Experts at the Massachusetts General Hospital have conducted new research that resulted in the development of medical imaging techniques that rely heavily on cutting-edge artificial intelligence. The pertinent AI is designed to make it possible for physicians to get better images without the need to gather copious amounts of data, which is actually a major boon for clinicians in many circumstances because of how much imaging procedures now rely on data. Stanford University researchers in Silicon Valley so happen to have just discussed at length the ethical implications and role of machine-learning in how healthcare choices are made for patients today. Postdoctoral scholar Catherine Stinson argues that now's the time to get philosophical about the direction and purpose of AI and deep learning.

The new AI technique empowering clinicians to gain higher quality medical imaging is referred to as automated transform by manifold approximation or AUTOMAP. It requires less time to produce this high-quality imaging apropos of low-radiation X-rays, MRIs, PET scans and CT scans. Obviously, given that all of these are relatively ubiquitous forms of medical imaging used for wide varieties of circumstances, AUTOMAP is set to be pretty significant and integral to how medical imaging will work from now on. Due to the quickness of the processing speed, though, the real-time clinical decisions that are commonly made with regard to imaging protocols when a patient's being scanned is expected to be measurably enhanced by AUTOMAP according to experts from the Massachusetts General Hospital.

AUTOMAP was described in great detail in a paper published last week in Nature, and that paper illustrated the major contrasts between AUTOMAP and imaging produced by conventional approaches, both based on the same data. "What we did was condition a neural network through machine learning to recognize what makes an image an image," according to Matthew Rosen, the Low Field MRI and Hyperpolarized Media Laboratory director. Rosen is also the co-director of Massachusetts General Hospital's Center for Machine Learning, which is based at the Athinoula A. Martinos Center for Biomedical Imaging.

"What the network is learning are generic properties of images, not detailed properties of normal or diseased pathology," Rosen also says. He mentions that the image reconstruction speed via the machine learning algorithm is nigh-instant, occurring in mere milliseconds. That's a big deal for medical imaging and kind of a game-changer. "Some types of scans currently require time-consuming computational processing to reconstruct the images," Rosen adds. "In those cases, immediate feedback is not available during initial imaging, and a repeat study may be required to better identify a suspected abnormality. AUTOMAP would provide instant image reconstruction to inform the decision-making process during scanning and could prevent the need for additional visits."

What the experts at Stanford's School of Medicine have been discussing is the rapidity of the development of machine-learning tools.
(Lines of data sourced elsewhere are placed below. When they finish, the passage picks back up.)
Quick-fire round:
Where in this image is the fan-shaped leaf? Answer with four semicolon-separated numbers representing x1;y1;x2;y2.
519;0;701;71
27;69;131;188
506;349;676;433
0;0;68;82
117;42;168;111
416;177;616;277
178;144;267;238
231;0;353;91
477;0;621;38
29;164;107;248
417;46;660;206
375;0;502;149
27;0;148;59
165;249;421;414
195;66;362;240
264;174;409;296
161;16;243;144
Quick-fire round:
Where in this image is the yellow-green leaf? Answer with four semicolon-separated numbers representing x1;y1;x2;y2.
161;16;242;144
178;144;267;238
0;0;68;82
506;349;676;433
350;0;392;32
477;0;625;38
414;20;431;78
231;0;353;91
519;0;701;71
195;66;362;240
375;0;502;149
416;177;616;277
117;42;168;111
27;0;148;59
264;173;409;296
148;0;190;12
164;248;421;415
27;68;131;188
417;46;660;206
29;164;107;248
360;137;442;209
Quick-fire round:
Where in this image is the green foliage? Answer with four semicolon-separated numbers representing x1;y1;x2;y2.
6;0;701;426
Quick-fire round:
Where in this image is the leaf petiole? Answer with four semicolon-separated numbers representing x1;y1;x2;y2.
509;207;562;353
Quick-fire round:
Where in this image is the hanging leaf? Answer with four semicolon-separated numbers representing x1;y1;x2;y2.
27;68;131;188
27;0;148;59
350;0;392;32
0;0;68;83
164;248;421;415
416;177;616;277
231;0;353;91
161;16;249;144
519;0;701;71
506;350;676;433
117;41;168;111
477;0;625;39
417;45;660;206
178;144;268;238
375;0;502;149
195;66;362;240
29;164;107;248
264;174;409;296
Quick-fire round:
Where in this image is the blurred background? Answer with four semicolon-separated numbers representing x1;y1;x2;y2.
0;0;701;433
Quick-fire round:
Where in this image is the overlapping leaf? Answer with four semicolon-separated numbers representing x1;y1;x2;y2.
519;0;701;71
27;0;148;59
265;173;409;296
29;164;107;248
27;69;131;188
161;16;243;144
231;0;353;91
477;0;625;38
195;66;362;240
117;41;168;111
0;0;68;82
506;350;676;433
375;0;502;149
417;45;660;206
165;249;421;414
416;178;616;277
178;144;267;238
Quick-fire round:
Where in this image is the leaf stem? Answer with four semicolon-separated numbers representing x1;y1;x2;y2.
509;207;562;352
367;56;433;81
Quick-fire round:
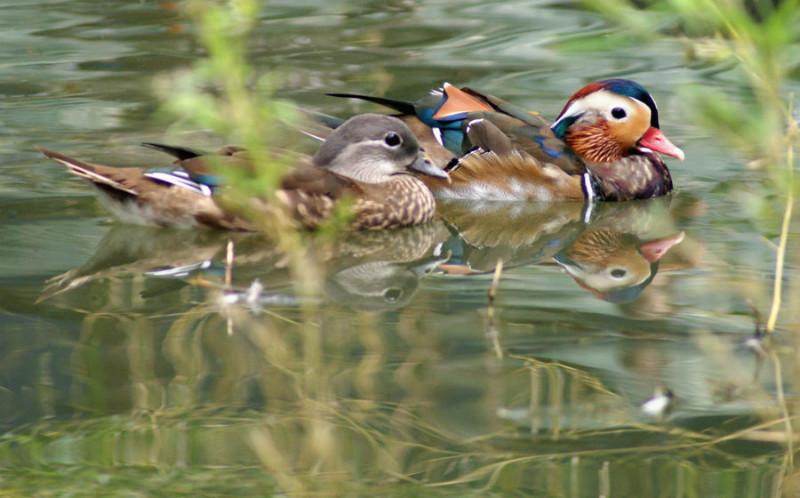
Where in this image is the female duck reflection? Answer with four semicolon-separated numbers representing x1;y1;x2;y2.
440;198;684;303
39;222;449;310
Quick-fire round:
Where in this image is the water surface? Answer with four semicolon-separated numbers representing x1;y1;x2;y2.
0;0;798;497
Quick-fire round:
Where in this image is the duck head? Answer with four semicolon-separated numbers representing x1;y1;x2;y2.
551;79;684;163
313;114;448;183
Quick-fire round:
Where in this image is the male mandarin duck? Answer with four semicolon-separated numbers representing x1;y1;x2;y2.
331;79;684;201
42;114;447;230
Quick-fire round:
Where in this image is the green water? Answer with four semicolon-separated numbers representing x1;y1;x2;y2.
0;0;800;497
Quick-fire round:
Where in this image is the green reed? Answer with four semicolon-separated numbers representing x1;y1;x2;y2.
587;0;800;332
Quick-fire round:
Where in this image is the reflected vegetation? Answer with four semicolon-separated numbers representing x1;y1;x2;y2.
0;0;800;498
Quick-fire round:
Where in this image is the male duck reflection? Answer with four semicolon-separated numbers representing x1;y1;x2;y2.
330;79;684;201
42;114;447;230
439;197;684;303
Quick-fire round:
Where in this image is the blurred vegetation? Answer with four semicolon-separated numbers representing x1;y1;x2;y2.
0;0;800;497
586;0;800;326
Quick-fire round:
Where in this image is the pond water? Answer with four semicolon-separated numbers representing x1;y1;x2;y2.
0;0;800;497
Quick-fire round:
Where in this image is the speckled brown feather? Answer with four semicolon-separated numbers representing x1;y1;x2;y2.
42;149;436;230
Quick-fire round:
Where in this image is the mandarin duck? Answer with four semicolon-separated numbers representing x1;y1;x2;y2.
330;79;684;201
42;114;447;230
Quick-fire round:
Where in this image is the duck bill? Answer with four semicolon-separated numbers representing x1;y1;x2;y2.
638;127;684;161
408;154;450;182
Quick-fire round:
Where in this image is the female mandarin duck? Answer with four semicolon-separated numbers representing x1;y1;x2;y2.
331;79;683;201
42;114;447;230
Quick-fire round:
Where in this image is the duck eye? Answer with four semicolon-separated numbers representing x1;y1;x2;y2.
383;131;403;147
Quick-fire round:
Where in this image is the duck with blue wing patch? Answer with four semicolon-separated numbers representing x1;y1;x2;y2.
42;114;447;230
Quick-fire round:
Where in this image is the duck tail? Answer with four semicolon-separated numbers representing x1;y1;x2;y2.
325;93;416;116
142;142;203;161
39;148;139;196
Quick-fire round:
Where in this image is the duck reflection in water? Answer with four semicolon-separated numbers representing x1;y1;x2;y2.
440;198;685;303
39;222;449;311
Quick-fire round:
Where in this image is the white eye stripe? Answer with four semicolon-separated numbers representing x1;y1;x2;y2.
550;90;650;129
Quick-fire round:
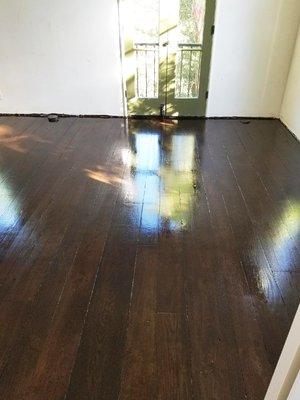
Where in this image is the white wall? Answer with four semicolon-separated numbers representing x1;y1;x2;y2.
207;0;300;117
0;0;122;115
280;28;300;140
0;0;300;116
265;306;300;400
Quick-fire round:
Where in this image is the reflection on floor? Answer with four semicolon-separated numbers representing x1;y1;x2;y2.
0;117;300;400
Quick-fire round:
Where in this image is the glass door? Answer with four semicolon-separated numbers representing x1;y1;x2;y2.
120;0;215;117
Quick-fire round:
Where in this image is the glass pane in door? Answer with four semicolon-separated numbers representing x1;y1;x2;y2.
127;0;159;99
175;0;205;99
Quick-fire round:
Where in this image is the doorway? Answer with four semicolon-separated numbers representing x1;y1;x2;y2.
120;0;215;117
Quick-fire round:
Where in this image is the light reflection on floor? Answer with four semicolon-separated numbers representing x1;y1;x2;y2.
0;174;20;233
122;126;195;231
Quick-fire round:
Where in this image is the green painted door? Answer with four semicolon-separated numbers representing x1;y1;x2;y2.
120;0;215;117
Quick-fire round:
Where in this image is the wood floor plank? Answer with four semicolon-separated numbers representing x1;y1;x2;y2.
0;117;300;400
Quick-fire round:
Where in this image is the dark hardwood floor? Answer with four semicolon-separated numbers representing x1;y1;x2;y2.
0;117;300;400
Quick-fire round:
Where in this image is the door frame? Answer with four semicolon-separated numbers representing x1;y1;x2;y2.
117;0;216;119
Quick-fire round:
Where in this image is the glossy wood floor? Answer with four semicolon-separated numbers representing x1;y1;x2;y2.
0;117;300;400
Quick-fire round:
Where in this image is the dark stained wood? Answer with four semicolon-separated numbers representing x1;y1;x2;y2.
0;117;300;400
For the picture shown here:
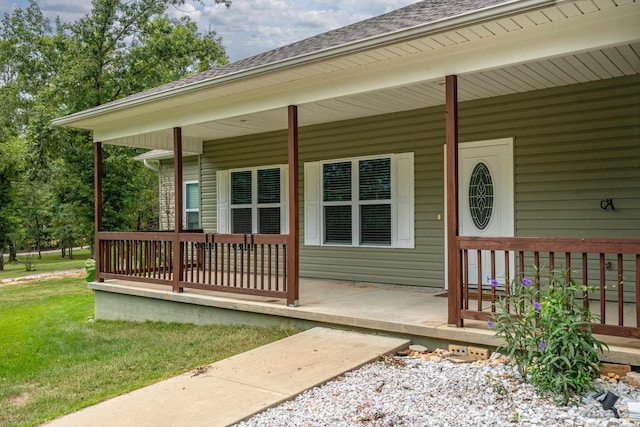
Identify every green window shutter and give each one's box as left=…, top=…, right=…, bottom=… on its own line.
left=304, top=162, right=321, bottom=246
left=392, top=153, right=415, bottom=248
left=216, top=170, right=230, bottom=233
left=184, top=182, right=200, bottom=210
left=280, top=165, right=289, bottom=234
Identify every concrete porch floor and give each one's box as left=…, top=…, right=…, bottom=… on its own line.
left=89, top=278, right=640, bottom=366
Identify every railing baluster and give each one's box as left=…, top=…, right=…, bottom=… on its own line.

They say it suggests physicians and medical scientists should be cautiously reviewing ethical risks related to incorporating these tools into healthcare decision-making. The Stanford authors of a new study published in the New England Journal of Medicine, which came out on March 15, acknowledge the massive advantage represented by machine learning in relation to patient health outcomes, but they simultaneously caution that the entirety of this advantage comes from the use of these machine-learning tools to predict and hedge against negative outcomes can't come to fruition without their carefully weighing prospective, ethical pitfalls that could be incurred along the way.

"Because of the many potential benefits, there's a strong desire in society to have these tools piloted and implemented into healthcare," Danton Char says as lead author on the published paper. Char's an assistant professor of anesthesiology, pain and perioperative medicine. "But we have begun to notice, from implementation in non-health care areas, that there can be ethical problems with algorithmic learning when it's deployed on a large scale."

Their major concerns include the fact that algorithms are created using data that can potentially be comprised of biases toward specific clinical recommendations. They also share concerns about ensuring that physicians fully comprehend how the algorithms are developed and how they work so as not to become exorbitantly dependent on those algorithms and, thus, proportionately more vulnerable to the aforementioned biases. "We need to be cautious about caring for people based on what algorithms are showing us," Char says. "The one thing people can do that machines can't do is step aside from our ideas and evaluate them critically."

One serious risk that Catherine Stinson brings up in her opinion piece for The Globe and Mail is what she calls "nerd-sightedness: the inability to see value beyond one's own inner circle. There's a tendency in the computer-science world to build first, fix later, while avoiding outside guidance during the design and production of new technology. Both the people working in AI and the people holding the purse strings need to start taking the social and ethical implications of their work much more seriously."